T-shaped Agricultural Complex at Plas-y-Ward
- WRENN ID
- knotted-tallow-russet
- Grade
- II
- Local Planning Authority
- Denbighshire
- Country
- Wales
- Date first listed
- 18 August 1999
- Type
- Agricultural complex
- Source
- Cadw listing
Description
This agricultural complex comprises three ranges joined at a corner, forming a rough T-shape. The buildings are predominantly constructed of whitened rubble, with a later range to the rear built without whitening and a whitened brick upper storey to the main block. All ranges have slate roofs.
The cart house, the long section of the “T”, features nine bays with plain brick pillars dividing eight depressed-arched cart openings on the ground floor. The upper floor has boarded and framed windows corresponding to each cart bay, with an entrance to the left, accessed by an external stone staircase. A stone-coped parapet runs along the top, and there is a segmentally-arched loading bay to the east gable end.
A rectangular addition, dating from the second quarter or middle of the 19th century, adjoins the cart house to the rear, forming the shorter arm of the “T”. This addition is built of roughly-coursed limestone and has a segmentally-arched open entrance on the west side, along with a two-light open window under the eaves to the upper storey and a further segmentally-arched window on the upper north gable.
Adjoining the corner of the cart house’s west gable end at a right angle to the south is a stable and byre range.
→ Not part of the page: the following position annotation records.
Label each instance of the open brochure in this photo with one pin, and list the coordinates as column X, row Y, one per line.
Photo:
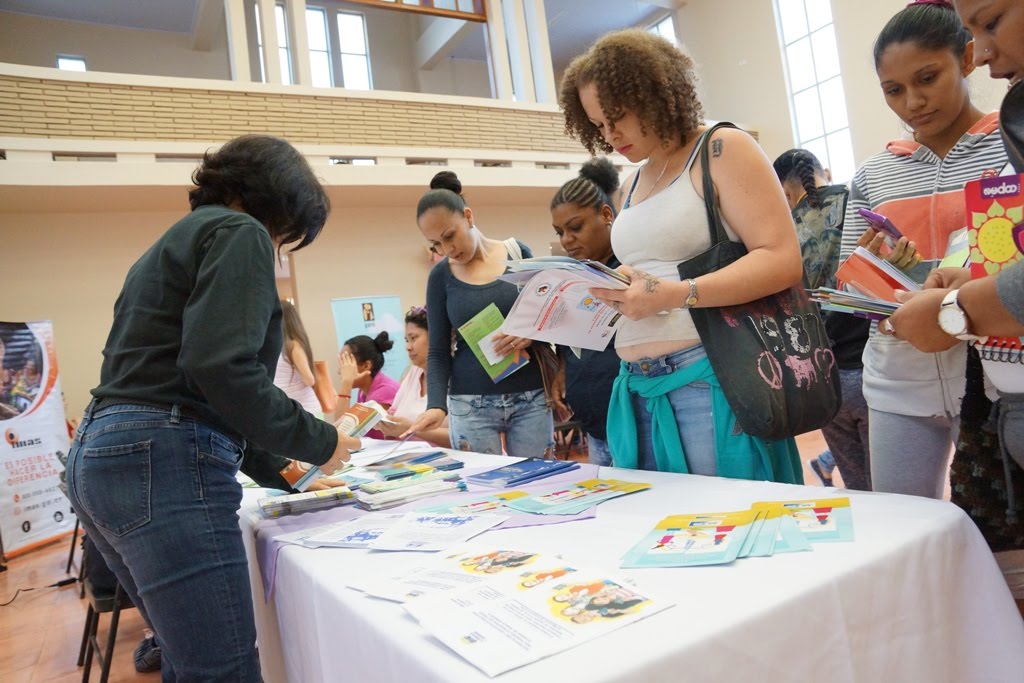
column 555, row 305
column 500, row 626
column 356, row 421
column 875, row 276
column 478, row 332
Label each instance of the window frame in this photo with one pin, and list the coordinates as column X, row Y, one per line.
column 819, row 143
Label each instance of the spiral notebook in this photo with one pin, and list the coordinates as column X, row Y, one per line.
column 995, row 215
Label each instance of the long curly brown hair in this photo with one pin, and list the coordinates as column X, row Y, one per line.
column 634, row 71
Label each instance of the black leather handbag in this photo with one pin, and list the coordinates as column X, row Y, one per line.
column 771, row 355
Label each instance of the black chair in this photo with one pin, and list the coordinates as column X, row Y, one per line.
column 100, row 602
column 566, row 433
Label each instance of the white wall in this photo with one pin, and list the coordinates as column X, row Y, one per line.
column 35, row 41
column 69, row 266
column 735, row 45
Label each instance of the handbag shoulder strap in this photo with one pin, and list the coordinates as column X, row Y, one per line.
column 715, row 226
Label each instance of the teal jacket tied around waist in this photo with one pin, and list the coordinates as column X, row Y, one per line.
column 737, row 455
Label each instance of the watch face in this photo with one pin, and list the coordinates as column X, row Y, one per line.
column 952, row 321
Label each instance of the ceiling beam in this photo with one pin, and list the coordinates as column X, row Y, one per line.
column 667, row 4
column 208, row 23
column 438, row 39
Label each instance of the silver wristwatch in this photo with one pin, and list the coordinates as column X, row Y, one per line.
column 953, row 321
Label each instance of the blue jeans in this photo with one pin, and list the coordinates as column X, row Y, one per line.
column 157, row 494
column 477, row 421
column 691, row 404
column 598, row 452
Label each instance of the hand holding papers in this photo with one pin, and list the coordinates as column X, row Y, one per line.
column 720, row 538
column 555, row 304
column 875, row 281
column 502, row 625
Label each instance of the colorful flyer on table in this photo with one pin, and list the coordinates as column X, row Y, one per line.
column 357, row 532
column 494, row 503
column 820, row 520
column 692, row 540
column 457, row 567
column 430, row 532
column 571, row 499
column 478, row 332
column 500, row 627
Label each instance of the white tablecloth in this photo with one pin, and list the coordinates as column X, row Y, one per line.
column 915, row 597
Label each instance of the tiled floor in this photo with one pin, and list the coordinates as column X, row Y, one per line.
column 41, row 631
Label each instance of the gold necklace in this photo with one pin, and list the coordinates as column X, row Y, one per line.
column 665, row 168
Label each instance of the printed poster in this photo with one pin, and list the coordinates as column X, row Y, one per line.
column 33, row 510
column 370, row 315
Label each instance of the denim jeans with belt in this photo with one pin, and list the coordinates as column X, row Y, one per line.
column 477, row 421
column 157, row 494
column 691, row 406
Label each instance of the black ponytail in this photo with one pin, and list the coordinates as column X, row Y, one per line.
column 801, row 165
column 365, row 348
column 933, row 26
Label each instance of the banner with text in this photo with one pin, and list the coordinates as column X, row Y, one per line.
column 371, row 315
column 33, row 510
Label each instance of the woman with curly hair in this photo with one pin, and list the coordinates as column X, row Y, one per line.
column 582, row 212
column 818, row 211
column 184, row 386
column 411, row 399
column 635, row 93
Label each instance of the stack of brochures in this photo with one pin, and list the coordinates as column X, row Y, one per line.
column 515, row 474
column 356, row 421
column 279, row 506
column 555, row 304
column 720, row 538
column 412, row 530
column 573, row 499
column 384, row 495
column 494, row 503
column 410, row 464
column 501, row 607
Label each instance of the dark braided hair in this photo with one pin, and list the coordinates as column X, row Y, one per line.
column 445, row 190
column 933, row 26
column 803, row 166
column 365, row 348
column 597, row 181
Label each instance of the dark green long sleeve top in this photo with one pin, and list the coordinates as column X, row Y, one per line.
column 198, row 324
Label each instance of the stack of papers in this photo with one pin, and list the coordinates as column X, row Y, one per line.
column 278, row 506
column 518, row 473
column 594, row 271
column 356, row 421
column 383, row 495
column 852, row 302
column 520, row 616
column 479, row 332
column 412, row 530
column 720, row 538
column 494, row 503
column 555, row 304
column 573, row 499
column 410, row 464
column 873, row 276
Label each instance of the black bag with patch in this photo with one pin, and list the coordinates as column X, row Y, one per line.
column 771, row 355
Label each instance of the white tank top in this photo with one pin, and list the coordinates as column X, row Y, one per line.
column 655, row 236
column 290, row 381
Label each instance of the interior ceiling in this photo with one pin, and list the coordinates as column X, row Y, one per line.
column 572, row 25
column 166, row 15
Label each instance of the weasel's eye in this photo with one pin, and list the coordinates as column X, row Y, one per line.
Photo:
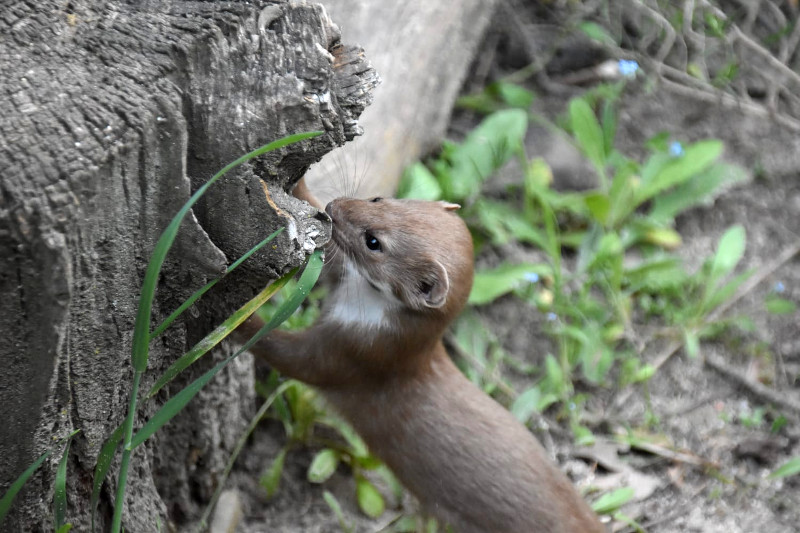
column 373, row 243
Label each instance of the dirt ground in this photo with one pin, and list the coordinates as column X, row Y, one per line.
column 711, row 474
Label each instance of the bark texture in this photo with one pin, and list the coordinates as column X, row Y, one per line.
column 113, row 113
column 422, row 50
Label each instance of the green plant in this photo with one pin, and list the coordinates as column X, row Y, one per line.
column 302, row 412
column 608, row 253
column 140, row 348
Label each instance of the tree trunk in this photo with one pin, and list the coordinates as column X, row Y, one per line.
column 422, row 50
column 113, row 114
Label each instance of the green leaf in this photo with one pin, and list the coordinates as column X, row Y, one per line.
column 487, row 148
column 729, row 251
column 609, row 126
column 60, row 489
column 666, row 238
column 598, row 205
column 176, row 404
column 700, row 189
column 780, row 306
column 420, row 183
column 369, row 499
column 491, row 284
column 789, row 468
column 597, row 33
column 333, row 503
column 220, row 332
column 526, row 404
column 663, row 172
column 141, row 333
column 323, row 465
column 11, row 493
column 194, row 297
column 587, row 131
column 104, row 460
column 691, row 343
column 611, row 501
column 271, row 478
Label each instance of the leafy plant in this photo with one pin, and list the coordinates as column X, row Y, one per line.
column 608, row 252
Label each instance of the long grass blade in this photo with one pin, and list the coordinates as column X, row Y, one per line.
column 200, row 292
column 104, row 460
column 141, row 335
column 220, row 332
column 16, row 486
column 238, row 449
column 60, row 489
column 141, row 329
column 175, row 404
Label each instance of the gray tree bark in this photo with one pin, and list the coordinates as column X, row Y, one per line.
column 113, row 113
column 423, row 50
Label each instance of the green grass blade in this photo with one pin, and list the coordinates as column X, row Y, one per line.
column 200, row 292
column 175, row 404
column 239, row 447
column 307, row 281
column 141, row 336
column 16, row 486
column 220, row 332
column 104, row 460
column 60, row 489
column 141, row 329
column 11, row 493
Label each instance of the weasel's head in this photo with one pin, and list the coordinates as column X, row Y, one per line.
column 416, row 252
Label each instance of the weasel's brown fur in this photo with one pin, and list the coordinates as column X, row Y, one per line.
column 376, row 354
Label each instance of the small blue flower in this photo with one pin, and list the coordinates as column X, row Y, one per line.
column 676, row 149
column 533, row 277
column 628, row 68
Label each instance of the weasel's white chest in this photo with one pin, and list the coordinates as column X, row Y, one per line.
column 355, row 303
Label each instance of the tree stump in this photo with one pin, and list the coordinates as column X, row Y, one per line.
column 423, row 51
column 113, row 113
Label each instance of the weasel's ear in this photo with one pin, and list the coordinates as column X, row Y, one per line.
column 449, row 206
column 430, row 290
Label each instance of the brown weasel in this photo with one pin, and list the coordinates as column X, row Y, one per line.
column 376, row 354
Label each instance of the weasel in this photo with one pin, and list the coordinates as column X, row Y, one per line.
column 377, row 356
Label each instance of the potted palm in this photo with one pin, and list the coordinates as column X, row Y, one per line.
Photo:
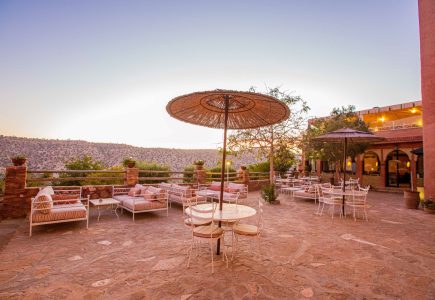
column 199, row 164
column 129, row 162
column 269, row 194
column 19, row 160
This has three part-boarded stable entrances on the ground floor and two square part-boarded openings on the upper floor, which shares the cart house’s external staircase. The upper entrance has a pegged wooden frame. Four irregularly placed ventilators are set into this side. A contemporary or near-contemporary extension is set back to the left and continues the roofline of the main block. This extension has another stable entrance on the right and a wide, modern entrance to its south gable end, with a segmentally-arched loading bay above. The rear (west) elevation of this range has a full-length modern agricultural lean-to addition, and the north gable end has a segmental doorway with a square, framed opening diagonally above.
The cart house incorporates some stopped-chamfered ceiling beams that are likely reused from an earlier building that preceded the current house. Additionally, stopped-chamfered beams have been reused as vertical posts set in front of the brick dividing piers. The stable/byre range was not internally inspected during the survey.